Buku-buku Sam Dukut selalu jadi rujukan pemkab dan pemkot di Jatim meski Dukut sendiri tidak berpretensi menulis buku sejarah. Gayanya yang renyah, banyak guyonan ala ludruk membuat buku-bukunya enak dinikmati. Didukung foto-foto tempo doeloe era Hindia Belanda yang menarik.

"Perkenalkan, saya Dukut Imam Widodo arek Malang asli, lahir di Rumah Sakit Lavalette, Rampal Kulon, Malang, pada tanggal 8 Juni 1954. Sejak lahir hingga tumbuh jadi ABG dan lulus SMAN 1, Jalan Tugu, saya tinggal di Malang."
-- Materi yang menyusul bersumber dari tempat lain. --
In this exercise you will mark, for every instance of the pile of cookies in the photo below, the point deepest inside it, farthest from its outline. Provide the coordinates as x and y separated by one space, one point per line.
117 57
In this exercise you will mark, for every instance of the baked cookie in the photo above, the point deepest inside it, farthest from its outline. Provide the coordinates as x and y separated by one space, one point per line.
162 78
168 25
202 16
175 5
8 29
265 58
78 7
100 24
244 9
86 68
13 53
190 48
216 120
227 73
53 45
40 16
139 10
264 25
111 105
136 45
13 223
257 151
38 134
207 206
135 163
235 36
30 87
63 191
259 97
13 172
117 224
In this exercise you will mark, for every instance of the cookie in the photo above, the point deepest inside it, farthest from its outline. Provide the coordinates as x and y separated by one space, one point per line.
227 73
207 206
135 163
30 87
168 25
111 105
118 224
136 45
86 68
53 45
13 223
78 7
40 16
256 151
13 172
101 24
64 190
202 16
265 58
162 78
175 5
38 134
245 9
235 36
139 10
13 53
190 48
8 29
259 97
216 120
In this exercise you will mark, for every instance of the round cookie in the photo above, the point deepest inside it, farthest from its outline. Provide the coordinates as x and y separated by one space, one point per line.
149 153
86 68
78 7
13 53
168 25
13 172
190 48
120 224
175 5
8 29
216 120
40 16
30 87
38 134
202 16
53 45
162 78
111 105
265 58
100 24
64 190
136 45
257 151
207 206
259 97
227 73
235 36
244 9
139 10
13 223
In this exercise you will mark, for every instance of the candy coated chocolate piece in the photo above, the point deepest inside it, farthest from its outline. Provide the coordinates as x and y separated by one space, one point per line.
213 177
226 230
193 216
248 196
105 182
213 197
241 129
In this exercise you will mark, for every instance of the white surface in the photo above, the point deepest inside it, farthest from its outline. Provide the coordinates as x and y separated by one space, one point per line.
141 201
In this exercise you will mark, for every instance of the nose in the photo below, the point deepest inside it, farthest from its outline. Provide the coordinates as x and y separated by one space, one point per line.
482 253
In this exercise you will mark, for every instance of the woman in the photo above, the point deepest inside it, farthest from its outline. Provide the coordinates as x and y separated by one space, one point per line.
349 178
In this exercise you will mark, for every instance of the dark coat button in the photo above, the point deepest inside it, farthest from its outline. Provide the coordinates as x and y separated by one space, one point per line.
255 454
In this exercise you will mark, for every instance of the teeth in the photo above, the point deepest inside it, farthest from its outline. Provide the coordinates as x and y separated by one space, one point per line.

Demikian alinea pertama buku Malang Tempo Doeloe karya Dukut Imam Widodo. "Sam Ikamisa tahun berapa?" Ayas bertanya dan dijawab tahun 1973.

Obrolan menjadi ringan dan enak karena sama-sama Ikamisa. Ayas bertanya soal keaslian gedung SMAN 1, SMAN 3, dan SMAN 4 di dekat Alun-Alun Bunder itu apakah masih asli. Sebab gedung sekolah eks AMS Belanda itu ikut dihanguskan tahun 1947. Sam Dukut bilang masih relatif asli. Direnovasi seperti aslinya.

Sam Dukut tinggal bersama keluarga orang tuanya di Jalan Lowokwaru 40 (sekarang Jalan Letjen Sutoyo). Ada foto Dukut kecil di buku Malang Tempo Doeloe. 

Tahun 1960-an itu suasana Malang masih sepi. Dukut yang remaja sering menikmati suara burung-burung malam. Salah satunya manuk bence. Kalau kunam itu bersuara artinya ada isyarat bahaya. "Awas, ada maling," kata ebesku.

Zaman telah berubah. Begitu juga dengan Malang. Malang yang dulu sejuk berubah jadi sanap (panas), kata Sam Dukut. Burung bence itu pun menghilang.

"Sekarang suara manuk bence sudah tidak terdengar lagi di malam hari. Itu pertanda bahwa di kota ini sudah tidak ada lagi maling!" tulis Dukut.

"Yang ada adalah.. begal!" Dukut menambahkan.

 Hehehe.. iso ae sam asli Ngalam iki!

Ayas pamit pulang karena obrolan sudah agak panjang. Sam Dukut memberikan oleh-oleh berupa buku Malang Tempo Doeloe. 

Tidak lupa Sam Dukut menulis pesan untuk ayas di buku itu: "Jangan pernah menyerah! Jangan! Jangan!"

Rutam nuwus, Sam Dukut!

2 komentar:

  1. Saya pernah baca mengenai buku Mangga Dipun Badhog itu. Judul yang ironis karena kata kasar "badhog" didahului oleh basa krama "mangga dipun". Saya pernah tanya kepada teman sekerja orang Semarang, tentang penerimaan kata badhog di Jawa Tengah. Katanya, jika dia menggunakan kata itu di rumahnya bisa disawat sandal oleh ibunya. Hehehehe. Arek Jatim memang lain drpd yang lain!

    BalasHapus
    Balasan
    1. Judul yg ironis, nakal, merusak tatanan, unggah ungguh dsb. Khas guyonan arek² di warkop buat lucu-lucuan. Badhog itu kata paling kasar untuk makan. Malah di buku pelajaran anak-anak badhog: mangane buto.
      Mangane ulo nguntal. Mangane boyo nyaplok. Mangane tikus ngrikiti.

      Gaya bahasa Jowo khas Arek memang jauh berbeda dengan gaya kromo inggil di Jogja dan Jawa Tengah.